I suspect Wikipedia's typo list might not be a good fit for OSM, like "paronoja -> paranoja" :) Personally, I'd go with simple blacklist, building it over time. Although if somebody is willing to do whitelist and clean it up, that would be much more powerful.

Spellcheck dictionary wouldn't account for shop names, brand names etc, but extending it with such could be a great long-term goal.

Which tags were meant to be covered here? I guess name, brand, operator, inscription...

HellMapGoesCoding commented 3 weeks ago

As an experiment, I put all names through a spellchecker (i.e. whitelist) with predictable results of "There are 13035 unknown-spelling values from 27861 (out of 56202) elements" https://osmlatvija.github.io/Osmalyzer/Spelling%20report.html So it's currently about half of all the names. I have some ideas, but make your own conclusions for now ;)

markalex2209 commented 3 weeks ago

Took a peek at results. One thing that immediately stood out are transborder objects, that have name in multiple languages, like Vadakstis / Vadakste for example. Those should be excluded from analysis I think. Would it be reasonable to simply filter out by presence of / (space + slash + space)?
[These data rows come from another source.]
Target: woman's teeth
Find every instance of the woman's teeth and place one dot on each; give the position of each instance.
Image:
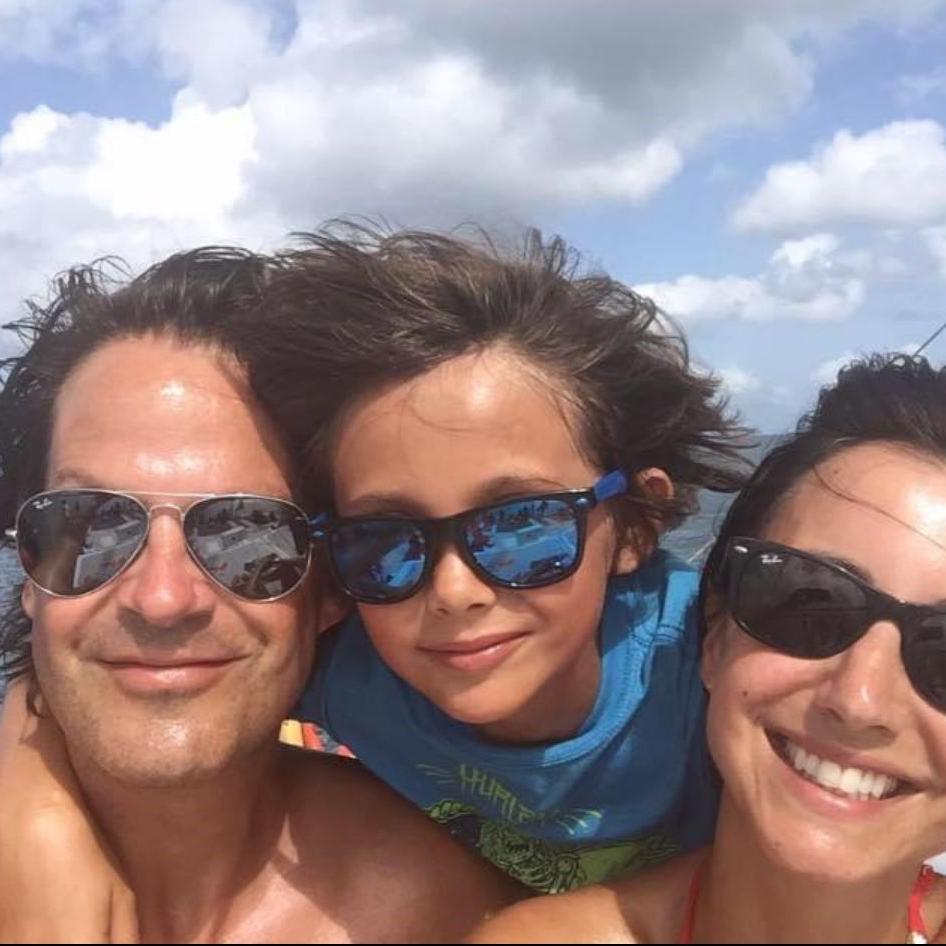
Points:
(851, 782)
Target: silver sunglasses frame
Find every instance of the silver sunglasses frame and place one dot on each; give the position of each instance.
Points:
(196, 498)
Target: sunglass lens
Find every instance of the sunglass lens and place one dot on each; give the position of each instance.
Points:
(925, 659)
(525, 543)
(798, 605)
(257, 548)
(73, 541)
(379, 559)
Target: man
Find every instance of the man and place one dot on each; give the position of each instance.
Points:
(129, 420)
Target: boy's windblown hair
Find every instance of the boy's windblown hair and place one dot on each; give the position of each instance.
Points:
(354, 309)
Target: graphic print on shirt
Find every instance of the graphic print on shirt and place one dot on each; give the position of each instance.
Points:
(543, 865)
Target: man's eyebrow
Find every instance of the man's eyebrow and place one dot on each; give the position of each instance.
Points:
(74, 477)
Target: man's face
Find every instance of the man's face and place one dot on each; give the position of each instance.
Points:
(161, 676)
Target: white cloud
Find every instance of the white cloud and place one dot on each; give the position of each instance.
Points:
(827, 371)
(890, 176)
(737, 380)
(935, 239)
(914, 89)
(427, 113)
(806, 279)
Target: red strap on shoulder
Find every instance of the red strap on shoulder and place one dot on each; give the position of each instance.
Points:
(689, 918)
(915, 924)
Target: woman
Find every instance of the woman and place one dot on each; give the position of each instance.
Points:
(825, 660)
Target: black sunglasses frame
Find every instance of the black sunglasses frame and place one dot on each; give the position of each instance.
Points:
(437, 532)
(912, 620)
(197, 500)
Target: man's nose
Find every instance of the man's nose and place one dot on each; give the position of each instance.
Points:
(164, 586)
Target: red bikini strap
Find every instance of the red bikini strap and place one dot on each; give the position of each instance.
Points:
(689, 918)
(921, 888)
(915, 924)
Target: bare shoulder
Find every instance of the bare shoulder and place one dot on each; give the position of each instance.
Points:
(397, 874)
(645, 907)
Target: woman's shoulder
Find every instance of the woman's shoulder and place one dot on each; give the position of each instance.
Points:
(645, 907)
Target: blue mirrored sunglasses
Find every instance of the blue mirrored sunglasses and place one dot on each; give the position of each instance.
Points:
(527, 542)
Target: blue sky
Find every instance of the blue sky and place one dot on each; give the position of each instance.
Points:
(773, 173)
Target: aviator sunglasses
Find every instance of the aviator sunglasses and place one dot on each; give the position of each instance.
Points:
(804, 606)
(528, 542)
(73, 541)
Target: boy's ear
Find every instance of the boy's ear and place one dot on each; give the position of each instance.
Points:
(28, 598)
(334, 606)
(638, 541)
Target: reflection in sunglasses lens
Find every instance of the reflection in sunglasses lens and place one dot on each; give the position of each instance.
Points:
(258, 548)
(533, 542)
(72, 542)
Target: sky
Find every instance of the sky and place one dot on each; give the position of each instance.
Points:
(771, 172)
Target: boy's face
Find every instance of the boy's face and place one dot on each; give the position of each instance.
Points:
(520, 665)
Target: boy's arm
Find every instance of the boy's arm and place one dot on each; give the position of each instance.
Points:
(57, 881)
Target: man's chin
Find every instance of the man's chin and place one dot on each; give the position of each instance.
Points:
(160, 756)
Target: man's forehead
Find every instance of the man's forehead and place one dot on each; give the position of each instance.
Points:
(152, 414)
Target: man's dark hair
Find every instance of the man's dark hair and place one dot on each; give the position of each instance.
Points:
(191, 297)
(887, 398)
(355, 308)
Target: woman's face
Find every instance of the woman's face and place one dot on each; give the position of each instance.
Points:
(522, 665)
(883, 510)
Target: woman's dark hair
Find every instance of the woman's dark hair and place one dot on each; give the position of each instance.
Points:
(191, 297)
(891, 398)
(354, 309)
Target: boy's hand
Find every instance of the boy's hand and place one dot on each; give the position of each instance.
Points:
(57, 882)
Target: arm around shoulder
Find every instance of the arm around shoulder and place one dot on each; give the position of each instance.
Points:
(583, 916)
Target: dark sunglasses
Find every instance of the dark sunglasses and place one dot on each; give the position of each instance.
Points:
(73, 541)
(519, 543)
(805, 606)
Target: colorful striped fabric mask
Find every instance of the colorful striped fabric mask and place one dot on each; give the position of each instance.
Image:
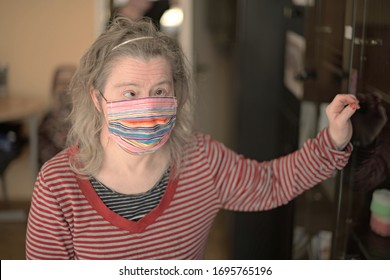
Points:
(141, 125)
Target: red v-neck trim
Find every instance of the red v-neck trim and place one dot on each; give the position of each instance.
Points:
(119, 221)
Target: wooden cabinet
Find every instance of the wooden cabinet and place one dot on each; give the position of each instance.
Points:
(348, 49)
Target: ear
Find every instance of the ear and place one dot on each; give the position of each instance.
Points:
(94, 96)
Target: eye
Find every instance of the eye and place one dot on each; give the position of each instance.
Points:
(129, 94)
(161, 92)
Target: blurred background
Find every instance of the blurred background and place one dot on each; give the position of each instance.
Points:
(264, 71)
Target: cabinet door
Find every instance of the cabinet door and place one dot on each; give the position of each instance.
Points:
(369, 166)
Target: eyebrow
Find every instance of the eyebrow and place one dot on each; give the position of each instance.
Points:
(125, 84)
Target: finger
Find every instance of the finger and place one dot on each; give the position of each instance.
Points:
(347, 112)
(341, 100)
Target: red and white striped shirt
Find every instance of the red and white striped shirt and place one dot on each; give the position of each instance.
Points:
(68, 220)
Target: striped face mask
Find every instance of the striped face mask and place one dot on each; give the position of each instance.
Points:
(142, 125)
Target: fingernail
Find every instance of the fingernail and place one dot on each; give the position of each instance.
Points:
(354, 106)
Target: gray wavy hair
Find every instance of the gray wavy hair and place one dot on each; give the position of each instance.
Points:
(92, 73)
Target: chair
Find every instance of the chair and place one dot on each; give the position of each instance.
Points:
(11, 142)
(53, 129)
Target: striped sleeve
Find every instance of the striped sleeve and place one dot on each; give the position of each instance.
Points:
(249, 185)
(48, 233)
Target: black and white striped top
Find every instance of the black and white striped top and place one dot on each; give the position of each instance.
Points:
(131, 206)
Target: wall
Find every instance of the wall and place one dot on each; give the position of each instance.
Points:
(38, 35)
(35, 37)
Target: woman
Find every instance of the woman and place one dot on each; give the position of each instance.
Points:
(136, 182)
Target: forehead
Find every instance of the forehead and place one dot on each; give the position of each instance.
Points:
(140, 69)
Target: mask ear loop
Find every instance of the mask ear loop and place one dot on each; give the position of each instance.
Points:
(106, 118)
(102, 95)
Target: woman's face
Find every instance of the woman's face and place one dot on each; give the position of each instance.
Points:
(133, 78)
(137, 78)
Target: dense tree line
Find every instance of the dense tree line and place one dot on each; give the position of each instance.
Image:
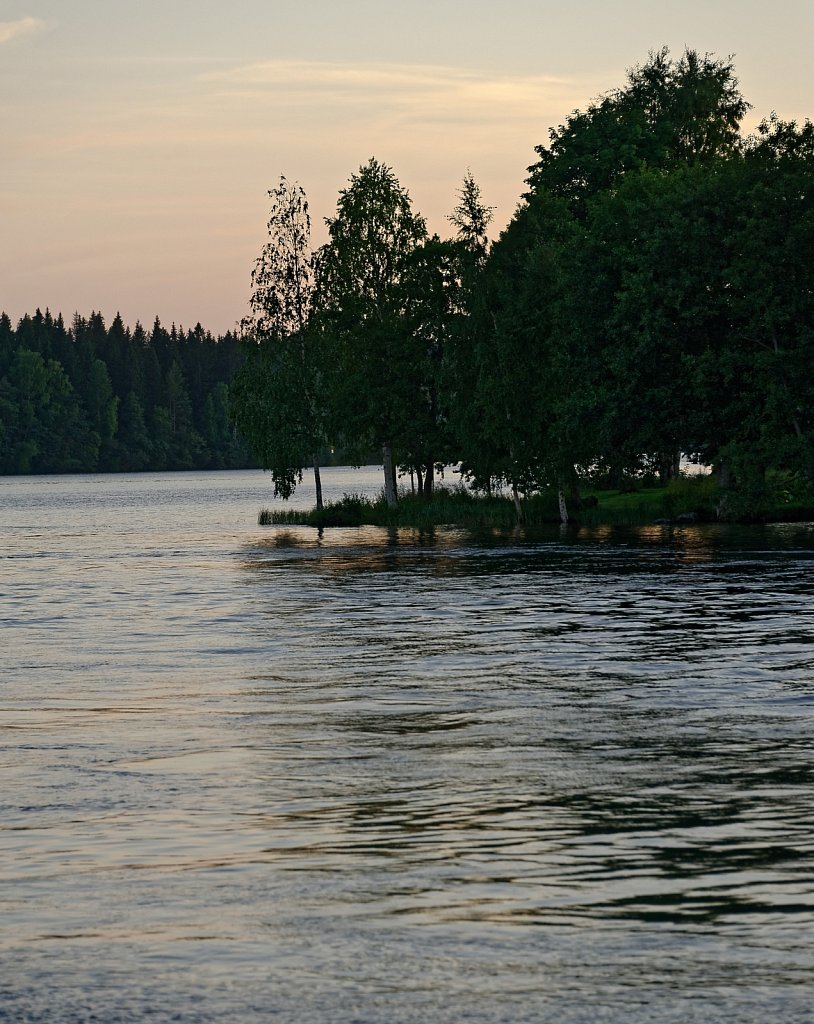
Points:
(652, 296)
(90, 397)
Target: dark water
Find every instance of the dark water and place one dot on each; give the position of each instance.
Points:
(253, 774)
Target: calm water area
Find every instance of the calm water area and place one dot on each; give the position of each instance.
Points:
(256, 773)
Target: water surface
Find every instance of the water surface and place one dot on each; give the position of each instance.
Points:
(256, 773)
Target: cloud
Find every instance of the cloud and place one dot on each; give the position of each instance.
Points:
(23, 27)
(426, 94)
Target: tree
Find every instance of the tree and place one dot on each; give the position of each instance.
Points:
(362, 273)
(276, 397)
(670, 113)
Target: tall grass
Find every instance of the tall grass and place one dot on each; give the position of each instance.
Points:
(694, 498)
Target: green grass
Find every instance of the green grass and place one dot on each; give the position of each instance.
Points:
(694, 499)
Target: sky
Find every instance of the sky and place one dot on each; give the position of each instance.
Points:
(138, 140)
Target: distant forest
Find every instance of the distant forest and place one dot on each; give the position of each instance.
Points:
(95, 398)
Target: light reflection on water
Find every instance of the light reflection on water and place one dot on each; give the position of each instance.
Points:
(372, 776)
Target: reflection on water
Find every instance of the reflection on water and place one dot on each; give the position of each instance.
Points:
(371, 776)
HellMapGoesCoding commented 3 weeks ago

Took a peek at results. One thing that immediately stood out are transborder objects, that have name in multiple languages, like Vadakstis / Vadakste for example. Those should be excluded from analysis I think. Would it be reasonable to simply filter out by presence of / (space + slash + space)?

Yes, this was something I also noticed. I was working on splitting slashes, just hadn't committed because I kept finding new ways for things to break. Notably, there are valid reasons to have a / in the name and to not split it. And I cannot rely on space-delimited / either because not all names do that and I'm not about to go editing every object like that (it seems accepted from examples I checked around the world).

I committed my changes now and it splits the name into parts and checks each individually, not that it knows that they aren't all Latvian.

Ideally, OSM object would have name=Dingus / Дингус and also name:lv=Dingus and name:ru=Дингус, so that I can match those to parts and then ignore non-checkable parts.

markalex2209 commented 3 weeks ago

I meant to ignore those altogether, because part in different language will (always?) cause a false positive. But we might even have a better way out: if object has name:lv - only check it, and if not, default back to name. And let's leave correlation between name and name:lv for another day*


* : partially might be implemented in the transliteration check, but only for roads.